Hm wegen dem dunklen Hintergrund kann man ja gar nicht über den fehlenden Schatten meckern [höchstens auf der Spiegelung] aber die Spiegelung, sollte doch etwas verzerrter wirken oder? Sieht so "geleckt" aus 

Hintergrund? Glas oder leichtes Metall könnte gut aussehen. Abwedler und Nachbelichter setzt du so ein, dass es möglichst realistisch aussieht (seltsame Schatten/Reflexionen fallen meist arg ins Auge  )

P.S. sieht schonmal gar nicht so schlecht aus.


----------



## Fanati (7. April 2004)

So hab irgendwie versucht eure Vorschläge aufzugreifen. Doch ich glaube, dass ich durch meine Ungeschicktheit das Bild eher verschlimmbessert habe. 

Also ich habe die Deckkraft von 50% auf 30% reduziert, das Spiegelbild etwas dunkler gemacht und es leicht verzerrt.


----------



## da_Dj (7. April 2004)

Ist doch ganz gut bisher


----------



## phsychomantis (7. April 2004)

jo ich find das F so dolle,dass ich es gleich mal mit paint nachgemahct habe^^.es waren 2 stunden arbeit und es soll keine verarsche sein.ich will nur zeigen,dass das einfache system von paint auch für 3d buchstaben teilweise taugt.normalerweise würd ich auch sowas mit c4d machen aber paint ist oldschool und muss auch mal wieder verwendet werden

stay cool fanati

ps:irc @ q.net #am0k!

rechtschreibfehler gehören unserer kultusministerin oder mister ist auch egal .kann als rehctschreibefehler gedeutet werden.ihr wisst eh was ich meine 

bla   ;-)


----------



## Fanati (7. April 2004)

Hallo phsychomantis,

ich finde, dass dir das "F" sehr gut gelungen ist. Mit Paint ist dies eine reife Leistung. Wenn ich an meine alten "Paint - Zeichnungen" denk ....

Fanati


----------



## phsychomantis (7. April 2004)

ich hab das bild mal ohne den"leuchteffeckt" gemahct um die spiegelung hervorzuheben:


----------



## Lobi (7. April 2004)

Hi... also das F find ich auch sehr gelungen... das erst mal dazu )

Allerdings hätt ich es wesentlich weiter nach hinten gekippt, denn wenn es wirklich auf einer Glasplatte liegt, dann würd es in dieser Position runter rutschen.

Ok... ist es eben aus nem anderen Winkel fotografiert... geht auch...
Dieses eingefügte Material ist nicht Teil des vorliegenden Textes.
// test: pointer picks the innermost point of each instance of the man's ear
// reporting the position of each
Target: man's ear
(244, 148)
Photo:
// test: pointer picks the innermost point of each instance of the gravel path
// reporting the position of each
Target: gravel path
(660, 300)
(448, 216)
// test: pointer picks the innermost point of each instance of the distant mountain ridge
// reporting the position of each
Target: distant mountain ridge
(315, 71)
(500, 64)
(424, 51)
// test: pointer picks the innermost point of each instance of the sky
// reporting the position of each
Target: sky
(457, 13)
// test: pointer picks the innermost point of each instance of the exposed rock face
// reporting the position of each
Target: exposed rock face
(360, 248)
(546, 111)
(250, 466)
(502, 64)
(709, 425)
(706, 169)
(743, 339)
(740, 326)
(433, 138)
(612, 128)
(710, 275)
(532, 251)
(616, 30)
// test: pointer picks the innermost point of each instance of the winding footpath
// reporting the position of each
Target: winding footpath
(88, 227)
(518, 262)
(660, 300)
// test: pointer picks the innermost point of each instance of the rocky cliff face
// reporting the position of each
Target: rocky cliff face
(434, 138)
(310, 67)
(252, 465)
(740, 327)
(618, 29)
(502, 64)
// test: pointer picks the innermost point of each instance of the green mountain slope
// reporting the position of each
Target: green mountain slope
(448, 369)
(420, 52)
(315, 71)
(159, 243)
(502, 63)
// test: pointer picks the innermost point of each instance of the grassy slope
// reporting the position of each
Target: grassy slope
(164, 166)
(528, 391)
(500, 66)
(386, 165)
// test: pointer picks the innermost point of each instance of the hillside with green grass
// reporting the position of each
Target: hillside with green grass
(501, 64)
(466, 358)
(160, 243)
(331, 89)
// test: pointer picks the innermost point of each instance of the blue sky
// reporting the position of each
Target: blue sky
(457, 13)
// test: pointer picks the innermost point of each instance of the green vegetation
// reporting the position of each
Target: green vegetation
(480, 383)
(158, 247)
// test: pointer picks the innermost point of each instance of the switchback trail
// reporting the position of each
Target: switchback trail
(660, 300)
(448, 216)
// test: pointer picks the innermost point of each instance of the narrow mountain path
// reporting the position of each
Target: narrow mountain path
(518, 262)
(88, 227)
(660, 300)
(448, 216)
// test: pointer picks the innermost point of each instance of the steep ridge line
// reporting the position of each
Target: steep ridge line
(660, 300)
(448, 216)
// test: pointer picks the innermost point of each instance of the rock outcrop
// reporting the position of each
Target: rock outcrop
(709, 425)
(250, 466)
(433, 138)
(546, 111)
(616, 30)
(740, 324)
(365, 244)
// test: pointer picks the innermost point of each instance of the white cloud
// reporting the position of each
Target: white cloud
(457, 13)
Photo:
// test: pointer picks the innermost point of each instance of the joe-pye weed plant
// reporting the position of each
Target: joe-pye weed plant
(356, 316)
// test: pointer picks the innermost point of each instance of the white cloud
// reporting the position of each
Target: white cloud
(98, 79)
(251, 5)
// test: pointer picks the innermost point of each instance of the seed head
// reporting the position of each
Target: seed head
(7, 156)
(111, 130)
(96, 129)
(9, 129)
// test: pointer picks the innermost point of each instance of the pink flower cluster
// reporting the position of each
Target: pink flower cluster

Ich find nur es sieht ein wenig "unecht" bzw unrealistisch aus so...


----------



## phsychomantis (7. April 2004)

da rustch nix,das F (photoshop) steht/liegt wie ne 1 und naja fluchtpunktperspektive sollte man shcon verstehen.das ist ist knaggisch und jung .da rutscht nix!


----------



## fluessig (7. April 2004)

In irgendeiner Ebene hast du Verunreinigungen. Wenn man das Bild im rechten unteren Bereich betrachtet, dann sieht man einen Rahmen von einem F, dass da wohl mal positioniert war und dann verschoben wurde, der Rand blieb aber noch liegen.
Ansonsten zieh ich den Hut vor dir - find ich schon eine gute Leistung. Ich würde allerdings den Winkel ein wenig verändern und das F etwas weiter nach hinten klappen.
Achja, und das exakte Spiegelbild hat mir besser gefallen als das verzerrte.


----------



## phsychomantis (7. April 2004)

tom hats geschafft.dein F wird berühmt,du hast shcon 2 leute damit beeindruckt^^.es geht aufwärts.das mit dem F unten rehcts hab ich ihn schon gesagt,aber er meine das fällt kaum einem auf 

ps:ich kenn fanati garnicht,doch ich nenn ihn einfach mal tom


----------



## phsychomantis (7. April 2004)

hier ich hab auch mal ne spiegelung versucht,aber ich glaube es hat cnith so ganz geklappt.

unter dem feuer steht "straight to hell". es sollte sich das feuer auf den buchstaben spiegeln.saht ihr da ne spiegelung?

(3 stunden arbeit mit photoshop 8.0)


----------



## Senfdose (7. April 2004)

Nunja wer sich PS 8 leisten kann für den ist der Rest auch kein Problem mehr!

ist das Feuer eine Einladung zum Grillen?


----------



## fluessig (8. April 2004)

> Nunja wer sich PS 8 leisten kann für den ist der Rest auch kein Problem mehr!



Man muss sich solche Produkte nicht leisten können - könnte ich selbst nicht. Bei uns an der FH ist auf jedem besseren Windowsrechner PS 7 drauf - als wir das bekamen war's noch brandaktuell.


----------



## Senfdose (8. April 2004)

oh dann ist ja gut  Sorry!:-(


----------